Le plan de relance de l’État inclut une part importante d’aides destinées à l’insertion professionnelle des jeunes. Dans les Pyrénées-Orientales, quelque 2.227 contrats d’apprentissages ont déjà été signés, encouragés par les subventions directement versées aux entreprises.« Dans le contexte actuel, les entreprises doivent se mobiliser pour les jeunes confrontés à de grandes difficultés économiques et sociales », lance Xavier Danjou, dirigeant de la PME familiale La Confiserie du Tech.
Partant de « ce postulat » le biscuitier-confiseur catalan, installé à Perpignan, a recruté trois jeunes apprentis dans ses rangs et s'apprête à intégrer deux autres jeunes.
«Nous avons actuellement un jeune en pâtisserie, un en maintenance et un en marketing-vente. Grâce à une nouvelle formation de conducteur de ligne automatisée ouverte par laChambre des métiers et de l'artisanat, nous allons recruter un quatrième jeune», explique le dirigeant, qui a bénéficié du dispositif "Un jeune, une solution".
Ces recrutements représentent « 4 à 5 % » de l'effectif total de la PME qui compte environ 100 emplois équivalents temps plein (ETP).
29 % de jeunes inactifs
Grâce aux coups de pouce financiers de l'État pour relancer la machine économique à travers notamment l'emploi des jeunes, de nombreuses entreprises catalanes ont recruté des apprentis à travers avec le plan "Un jeune, une solution".
«L'apprentissage a connu une augmentation très substantielle dans les Pyrénées-Orientales : 2.227 contrats d'apprentissage ont été subventionnés, dans le cadre de la Relance, depuis l'été dernier», précise la préfecture du département.
Pourquoi un tel engouement ? Tout d'abord, les primes à l'embauche directement versées aux entreprises allant de 4.000 euros à 8.000 euros par contrat de travail selon les cas, cela favorisé la signature de contrats longs (entre un an et trois ans).
«La sociologie du département a également contribué à ce succès, puisque les Pyrénées-Orientales sont le département où le taux de chômage, 14%, est le plus élevé de France métropolitaine,analyse la préfecture du département catalan. 29% des jeunes de 16 à 25 ans sont ni en emploi, ni en étude ni en formation (NEETs,Not in Education, Employment or Training, NDLR), contre 20,2% dans toute l'Occitanie.»

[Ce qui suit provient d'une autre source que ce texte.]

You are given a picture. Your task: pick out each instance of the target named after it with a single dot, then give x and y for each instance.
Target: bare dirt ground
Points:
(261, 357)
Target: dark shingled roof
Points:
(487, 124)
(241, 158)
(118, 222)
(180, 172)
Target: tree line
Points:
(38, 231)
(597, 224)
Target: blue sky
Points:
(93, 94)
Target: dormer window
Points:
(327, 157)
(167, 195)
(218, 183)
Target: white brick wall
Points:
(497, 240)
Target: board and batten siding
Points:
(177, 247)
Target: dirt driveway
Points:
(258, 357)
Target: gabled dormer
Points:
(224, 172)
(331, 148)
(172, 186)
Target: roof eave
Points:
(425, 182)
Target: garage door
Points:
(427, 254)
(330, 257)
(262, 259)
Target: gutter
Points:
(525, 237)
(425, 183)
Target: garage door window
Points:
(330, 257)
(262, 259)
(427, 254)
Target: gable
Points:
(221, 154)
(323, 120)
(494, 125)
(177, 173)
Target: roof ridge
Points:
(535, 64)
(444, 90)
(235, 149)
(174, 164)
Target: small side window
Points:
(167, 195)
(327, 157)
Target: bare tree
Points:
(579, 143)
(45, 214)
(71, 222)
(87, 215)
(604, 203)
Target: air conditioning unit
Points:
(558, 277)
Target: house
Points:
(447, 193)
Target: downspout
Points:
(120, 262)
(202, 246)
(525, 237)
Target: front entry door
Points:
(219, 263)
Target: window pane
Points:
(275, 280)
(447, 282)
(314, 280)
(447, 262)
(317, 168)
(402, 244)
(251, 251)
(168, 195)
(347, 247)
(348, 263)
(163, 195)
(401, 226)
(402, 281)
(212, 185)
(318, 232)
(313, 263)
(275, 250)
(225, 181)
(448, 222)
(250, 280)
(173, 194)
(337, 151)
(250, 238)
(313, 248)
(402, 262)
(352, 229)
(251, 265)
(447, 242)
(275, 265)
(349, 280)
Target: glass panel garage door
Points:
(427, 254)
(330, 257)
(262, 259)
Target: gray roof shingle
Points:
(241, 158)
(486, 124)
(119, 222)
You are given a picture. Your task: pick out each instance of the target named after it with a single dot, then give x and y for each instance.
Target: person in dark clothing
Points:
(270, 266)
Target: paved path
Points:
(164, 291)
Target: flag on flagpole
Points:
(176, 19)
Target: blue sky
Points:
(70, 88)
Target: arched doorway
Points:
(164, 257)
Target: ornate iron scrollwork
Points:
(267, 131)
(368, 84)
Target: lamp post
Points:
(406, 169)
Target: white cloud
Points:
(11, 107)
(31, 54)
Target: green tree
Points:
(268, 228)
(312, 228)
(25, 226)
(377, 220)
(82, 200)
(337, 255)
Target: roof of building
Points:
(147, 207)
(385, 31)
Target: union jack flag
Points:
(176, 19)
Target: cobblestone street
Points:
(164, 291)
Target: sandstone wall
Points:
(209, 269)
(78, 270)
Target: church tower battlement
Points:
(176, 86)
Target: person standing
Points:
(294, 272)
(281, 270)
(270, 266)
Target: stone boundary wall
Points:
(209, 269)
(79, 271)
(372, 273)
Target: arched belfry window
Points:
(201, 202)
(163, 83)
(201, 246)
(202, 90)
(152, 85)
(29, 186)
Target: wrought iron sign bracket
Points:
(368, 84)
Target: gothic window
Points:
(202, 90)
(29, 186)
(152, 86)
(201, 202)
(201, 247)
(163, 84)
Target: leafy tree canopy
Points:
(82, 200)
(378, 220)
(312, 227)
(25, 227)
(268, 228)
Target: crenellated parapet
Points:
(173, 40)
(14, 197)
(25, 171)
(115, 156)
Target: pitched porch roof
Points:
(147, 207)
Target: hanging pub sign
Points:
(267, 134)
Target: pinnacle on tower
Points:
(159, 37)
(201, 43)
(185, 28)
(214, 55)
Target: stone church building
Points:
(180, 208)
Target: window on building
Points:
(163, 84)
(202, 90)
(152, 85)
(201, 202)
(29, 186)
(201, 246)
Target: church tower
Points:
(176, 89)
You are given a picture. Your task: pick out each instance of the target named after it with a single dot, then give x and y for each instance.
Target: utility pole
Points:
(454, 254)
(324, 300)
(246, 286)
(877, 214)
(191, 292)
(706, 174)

Des contrats en hausse de 20 à 30% à l'IDEM
Pour Xaxier Danjou, l'engagement des entreprises, s'explique aussi par la « qualité et la diversité des formations proposées par les centres de formation qui renferment un vivier certain sur de nombreux métiers en tension. Les centres de formation nous proposent des jeunes correspondant à nos besoins ».